Share buyback offers will make a comeback post April 2020 when the new tax regime with regard to dividend distribution tax (DDT) announced in this year’s Budget, kicks-in.

The peak tax outgo for company promoters in case of buyback offers will be just 10 per cent plus a small surcharge. Instead, the peak tax outgo against dividends received will be 43 per cent. Such massive savings in tax outgo will lead to promoters choosing the buyback offers to distribute surplus cash instead of dividends, experts told BusinessLine.

Experts are of the view that buyback offers will still be a major draw as tax outgo is next to nothing for a large number of promoters under the scheme.

Market regulator SEBI allows buyback transactions as regular stock market sale purchase deals; these got exemption from capital gains tax from 2015 onwards.

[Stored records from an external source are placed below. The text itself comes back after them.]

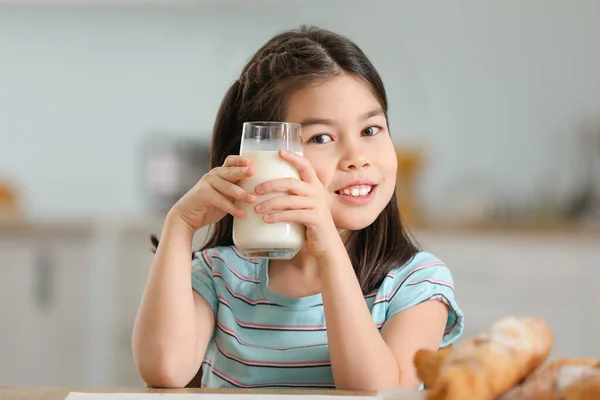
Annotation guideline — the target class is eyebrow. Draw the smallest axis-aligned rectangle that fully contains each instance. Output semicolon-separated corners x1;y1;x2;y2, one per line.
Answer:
300;107;384;127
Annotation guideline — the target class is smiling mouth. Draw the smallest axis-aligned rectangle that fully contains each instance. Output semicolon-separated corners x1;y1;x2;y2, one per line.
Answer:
335;185;375;198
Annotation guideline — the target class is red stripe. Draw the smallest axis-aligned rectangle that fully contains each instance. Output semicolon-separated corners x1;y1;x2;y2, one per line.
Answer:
213;271;270;304
192;267;211;278
214;254;260;283
217;322;328;350
218;296;326;331
212;366;333;388
374;261;445;304
408;278;454;289
202;249;212;269
216;341;331;367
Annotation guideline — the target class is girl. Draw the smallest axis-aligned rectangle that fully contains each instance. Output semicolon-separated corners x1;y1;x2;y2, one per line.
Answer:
133;27;463;390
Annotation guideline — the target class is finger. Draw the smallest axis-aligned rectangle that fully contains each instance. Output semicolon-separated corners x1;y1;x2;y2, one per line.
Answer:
223;155;250;167
279;150;319;183
263;210;315;225
210;190;246;218
254;196;314;214
215;166;254;182
209;176;256;203
254;178;312;196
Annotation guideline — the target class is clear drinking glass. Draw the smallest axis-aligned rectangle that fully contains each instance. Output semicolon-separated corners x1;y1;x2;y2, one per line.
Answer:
233;122;306;259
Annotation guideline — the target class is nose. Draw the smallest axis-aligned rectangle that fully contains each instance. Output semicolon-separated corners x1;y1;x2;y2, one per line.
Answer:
340;148;371;171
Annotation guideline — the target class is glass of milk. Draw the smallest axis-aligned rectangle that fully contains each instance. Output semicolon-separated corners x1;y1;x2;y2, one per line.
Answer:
233;122;306;259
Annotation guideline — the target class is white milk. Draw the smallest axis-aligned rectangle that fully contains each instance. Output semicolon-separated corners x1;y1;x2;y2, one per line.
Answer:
233;150;305;258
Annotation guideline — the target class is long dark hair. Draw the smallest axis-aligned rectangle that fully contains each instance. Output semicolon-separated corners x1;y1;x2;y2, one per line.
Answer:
152;26;418;294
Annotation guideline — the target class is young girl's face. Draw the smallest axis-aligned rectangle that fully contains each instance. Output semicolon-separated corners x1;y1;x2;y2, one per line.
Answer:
286;75;397;230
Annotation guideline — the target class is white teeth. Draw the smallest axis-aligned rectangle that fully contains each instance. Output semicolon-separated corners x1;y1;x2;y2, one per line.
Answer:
340;185;373;197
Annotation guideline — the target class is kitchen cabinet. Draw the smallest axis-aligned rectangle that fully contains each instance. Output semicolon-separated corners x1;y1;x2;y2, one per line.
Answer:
0;225;89;385
417;232;600;358
110;220;207;386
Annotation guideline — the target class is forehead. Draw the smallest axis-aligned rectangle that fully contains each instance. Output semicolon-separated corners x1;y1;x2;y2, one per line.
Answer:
285;74;380;122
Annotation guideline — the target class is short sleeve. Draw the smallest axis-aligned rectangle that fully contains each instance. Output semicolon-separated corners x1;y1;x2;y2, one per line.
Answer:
192;250;219;316
386;253;464;347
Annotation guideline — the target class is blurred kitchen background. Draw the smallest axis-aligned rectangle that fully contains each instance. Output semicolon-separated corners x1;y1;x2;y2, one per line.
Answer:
0;0;600;386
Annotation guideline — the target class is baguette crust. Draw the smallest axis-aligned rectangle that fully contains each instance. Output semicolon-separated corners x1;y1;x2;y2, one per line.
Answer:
414;317;553;400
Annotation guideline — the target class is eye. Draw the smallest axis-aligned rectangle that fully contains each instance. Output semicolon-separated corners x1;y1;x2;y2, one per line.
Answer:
362;126;381;136
307;134;333;144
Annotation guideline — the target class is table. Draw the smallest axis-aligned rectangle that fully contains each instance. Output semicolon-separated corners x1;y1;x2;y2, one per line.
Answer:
0;386;375;400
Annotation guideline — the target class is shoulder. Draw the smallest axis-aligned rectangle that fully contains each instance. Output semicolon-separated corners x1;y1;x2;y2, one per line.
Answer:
388;251;454;288
375;251;464;345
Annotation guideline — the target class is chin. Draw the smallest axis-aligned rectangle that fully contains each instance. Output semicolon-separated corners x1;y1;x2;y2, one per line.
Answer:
334;212;379;231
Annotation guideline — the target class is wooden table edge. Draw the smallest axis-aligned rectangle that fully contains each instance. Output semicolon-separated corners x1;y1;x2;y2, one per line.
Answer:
0;386;377;400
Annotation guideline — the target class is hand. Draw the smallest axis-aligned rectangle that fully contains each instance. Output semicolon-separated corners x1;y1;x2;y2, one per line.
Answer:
172;156;256;232
254;150;341;260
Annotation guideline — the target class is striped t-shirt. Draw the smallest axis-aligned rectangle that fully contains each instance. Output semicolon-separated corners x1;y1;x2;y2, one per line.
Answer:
192;246;463;388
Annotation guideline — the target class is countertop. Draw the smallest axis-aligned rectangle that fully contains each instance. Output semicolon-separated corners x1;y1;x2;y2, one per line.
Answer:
0;387;394;400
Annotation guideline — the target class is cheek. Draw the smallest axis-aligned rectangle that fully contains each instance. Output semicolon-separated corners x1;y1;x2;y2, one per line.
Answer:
304;154;333;188
379;145;398;181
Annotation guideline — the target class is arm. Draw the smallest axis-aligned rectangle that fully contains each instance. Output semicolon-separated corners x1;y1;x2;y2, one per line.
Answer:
132;214;215;387
319;241;448;390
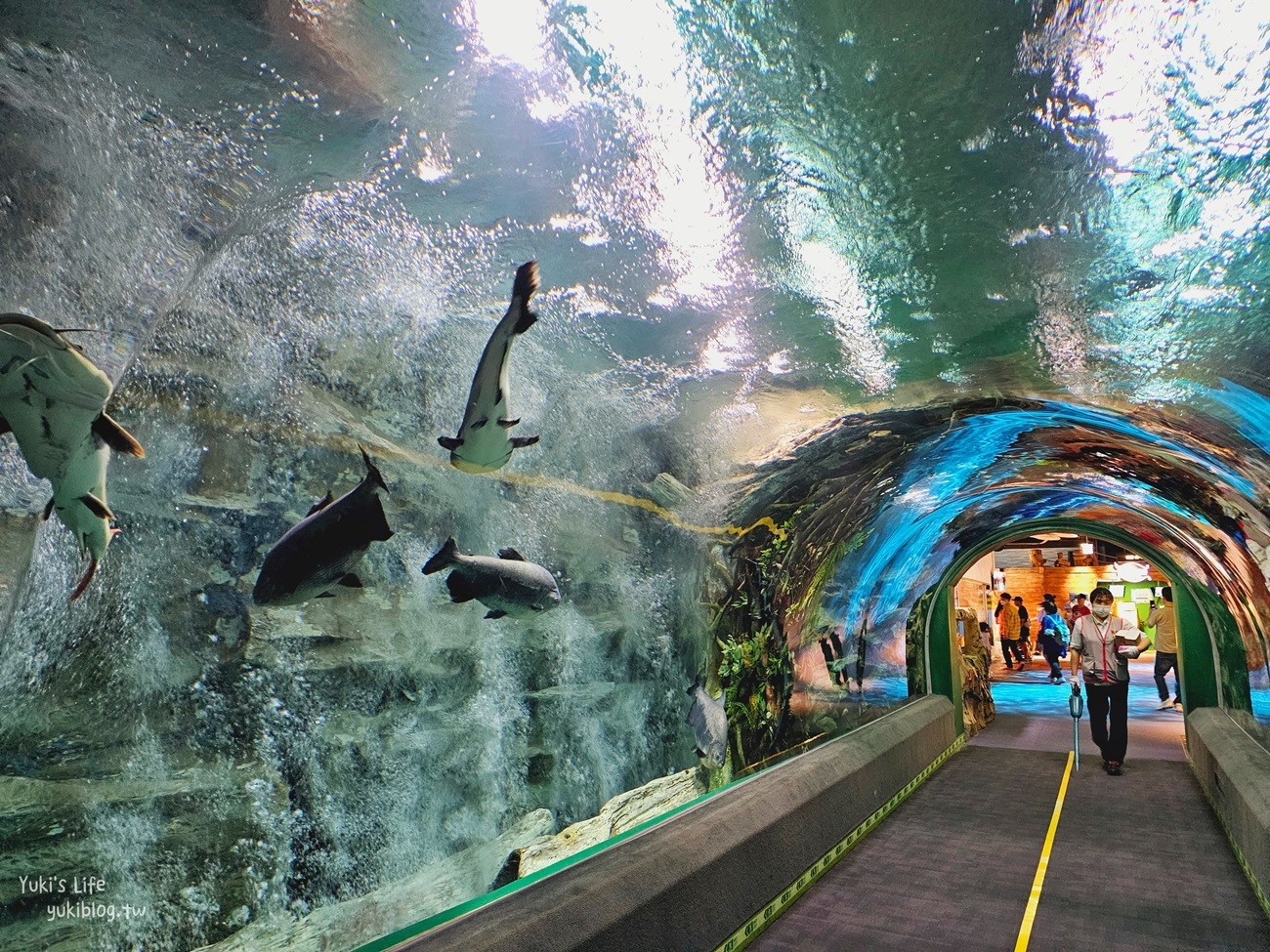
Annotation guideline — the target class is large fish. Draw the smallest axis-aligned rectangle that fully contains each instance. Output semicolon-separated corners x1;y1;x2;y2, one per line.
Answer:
423;538;560;618
437;262;538;473
0;313;147;601
251;449;393;605
687;674;728;770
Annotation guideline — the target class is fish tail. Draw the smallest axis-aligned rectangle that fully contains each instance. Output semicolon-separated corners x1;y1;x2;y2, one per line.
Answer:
423;536;458;575
357;443;389;492
512;262;538;305
512;262;538;334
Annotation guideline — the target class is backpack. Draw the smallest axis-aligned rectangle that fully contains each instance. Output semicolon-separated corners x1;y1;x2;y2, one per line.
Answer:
1053;614;1072;644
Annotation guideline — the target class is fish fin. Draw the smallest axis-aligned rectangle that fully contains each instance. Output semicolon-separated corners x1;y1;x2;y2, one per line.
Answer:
80;492;114;519
368;496;393;542
422;536;458;578
445;572;477;604
93;413;147;460
68;559;97;601
357;443;389;492
512;309;538;334
305;489;333;519
512;262;538;302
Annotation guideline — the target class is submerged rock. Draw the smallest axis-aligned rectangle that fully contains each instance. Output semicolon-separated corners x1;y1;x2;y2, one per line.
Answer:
520;766;707;876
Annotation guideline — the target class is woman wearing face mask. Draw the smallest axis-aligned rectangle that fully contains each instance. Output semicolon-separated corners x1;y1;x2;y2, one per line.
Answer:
1068;585;1151;777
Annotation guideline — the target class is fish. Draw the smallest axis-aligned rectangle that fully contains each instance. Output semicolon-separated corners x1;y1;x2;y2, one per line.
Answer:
251;447;393;605
437;262;538;473
423;537;560;618
0;313;147;601
687;674;728;770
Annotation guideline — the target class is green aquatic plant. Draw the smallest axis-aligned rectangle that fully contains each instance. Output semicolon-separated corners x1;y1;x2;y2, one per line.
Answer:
712;523;794;766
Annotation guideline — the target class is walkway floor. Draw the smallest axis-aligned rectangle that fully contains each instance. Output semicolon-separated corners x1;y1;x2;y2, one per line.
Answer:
750;705;1270;952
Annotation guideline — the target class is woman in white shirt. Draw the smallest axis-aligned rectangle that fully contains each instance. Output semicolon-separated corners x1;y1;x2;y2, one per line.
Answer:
1068;585;1151;777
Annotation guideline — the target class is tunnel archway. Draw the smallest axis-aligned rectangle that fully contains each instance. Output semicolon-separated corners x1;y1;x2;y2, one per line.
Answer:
914;517;1252;730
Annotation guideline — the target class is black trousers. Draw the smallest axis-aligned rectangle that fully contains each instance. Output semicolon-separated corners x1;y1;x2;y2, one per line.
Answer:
1084;681;1129;762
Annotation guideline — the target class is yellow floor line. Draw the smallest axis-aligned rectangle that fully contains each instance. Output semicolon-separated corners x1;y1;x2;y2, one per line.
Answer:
1015;750;1075;952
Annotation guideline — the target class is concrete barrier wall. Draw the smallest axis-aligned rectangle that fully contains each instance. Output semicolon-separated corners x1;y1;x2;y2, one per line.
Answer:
1186;707;1270;914
397;697;956;952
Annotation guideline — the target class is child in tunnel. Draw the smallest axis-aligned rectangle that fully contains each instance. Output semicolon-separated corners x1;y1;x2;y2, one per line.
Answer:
1147;585;1182;711
1037;601;1063;684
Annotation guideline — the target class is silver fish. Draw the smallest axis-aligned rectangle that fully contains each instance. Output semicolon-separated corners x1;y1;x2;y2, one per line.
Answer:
423;538;560;618
0;313;147;601
437;262;538;473
251;449;393;605
687;674;728;770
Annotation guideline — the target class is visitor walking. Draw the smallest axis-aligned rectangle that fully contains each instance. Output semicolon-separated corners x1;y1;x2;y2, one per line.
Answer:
1147;585;1182;711
1068;585;1151;777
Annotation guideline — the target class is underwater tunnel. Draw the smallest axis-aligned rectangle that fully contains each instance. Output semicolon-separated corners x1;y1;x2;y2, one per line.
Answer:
0;0;1270;952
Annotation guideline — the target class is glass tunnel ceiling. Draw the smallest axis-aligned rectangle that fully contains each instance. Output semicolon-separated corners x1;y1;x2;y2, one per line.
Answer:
0;0;1270;949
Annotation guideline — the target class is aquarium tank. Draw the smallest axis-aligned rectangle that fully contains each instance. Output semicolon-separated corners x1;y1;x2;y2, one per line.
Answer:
0;0;1270;952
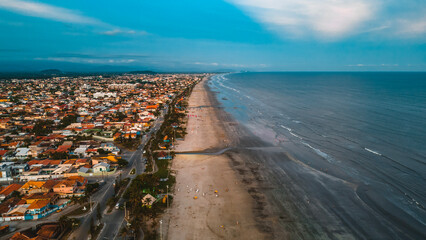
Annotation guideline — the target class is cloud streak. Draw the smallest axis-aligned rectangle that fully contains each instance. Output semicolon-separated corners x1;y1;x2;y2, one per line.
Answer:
228;0;376;38
0;0;105;25
100;29;148;36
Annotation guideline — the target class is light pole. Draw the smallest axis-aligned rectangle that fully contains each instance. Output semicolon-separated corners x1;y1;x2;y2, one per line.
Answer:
160;220;163;240
166;185;169;210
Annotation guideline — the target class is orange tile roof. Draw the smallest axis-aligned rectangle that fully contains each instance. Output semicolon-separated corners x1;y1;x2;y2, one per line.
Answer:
27;199;50;209
0;183;22;196
37;224;60;239
42;180;59;190
22;181;46;189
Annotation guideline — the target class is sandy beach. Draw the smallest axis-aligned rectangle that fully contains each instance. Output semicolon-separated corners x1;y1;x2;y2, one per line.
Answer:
167;78;269;239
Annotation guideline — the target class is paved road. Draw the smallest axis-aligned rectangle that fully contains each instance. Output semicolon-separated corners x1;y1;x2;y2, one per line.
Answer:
98;107;168;240
70;106;168;240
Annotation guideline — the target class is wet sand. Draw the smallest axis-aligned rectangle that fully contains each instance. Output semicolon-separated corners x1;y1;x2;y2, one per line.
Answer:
167;81;270;239
168;77;424;239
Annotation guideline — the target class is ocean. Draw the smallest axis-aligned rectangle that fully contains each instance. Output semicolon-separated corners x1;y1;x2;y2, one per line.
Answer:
209;72;426;239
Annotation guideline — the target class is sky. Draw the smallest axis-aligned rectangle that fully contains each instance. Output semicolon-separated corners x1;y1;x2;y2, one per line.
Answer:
0;0;426;72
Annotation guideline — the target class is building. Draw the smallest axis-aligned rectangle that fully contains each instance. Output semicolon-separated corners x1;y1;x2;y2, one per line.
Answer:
93;162;110;173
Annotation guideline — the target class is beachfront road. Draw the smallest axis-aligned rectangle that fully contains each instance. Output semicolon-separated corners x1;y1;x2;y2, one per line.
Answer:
97;107;168;240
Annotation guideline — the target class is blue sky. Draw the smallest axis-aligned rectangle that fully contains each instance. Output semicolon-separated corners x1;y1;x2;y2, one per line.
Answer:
0;0;426;71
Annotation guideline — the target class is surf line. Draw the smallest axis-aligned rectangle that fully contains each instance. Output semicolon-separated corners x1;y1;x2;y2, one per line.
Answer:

Once companies deduct 20 per cent on the surplus cash and gives away rest of the money to shareholders and promoters in the buyback offer, the money in the hands of recipients will attract only long term capital gains tax (LTCG). The peak rate of LTCG is 11.96 per cent. For the promoters, the tax outgo will be negligible as no LTCG is applicable on the gains made above their holding value up to 2018. LTCG was re-imposed in 2018 Budget and gains before that are grandfathered.

“Easy way for most companies could be to declare bonus shares and then go for buyback offers,” said a senior partner with one of the Big 4 tax consultants.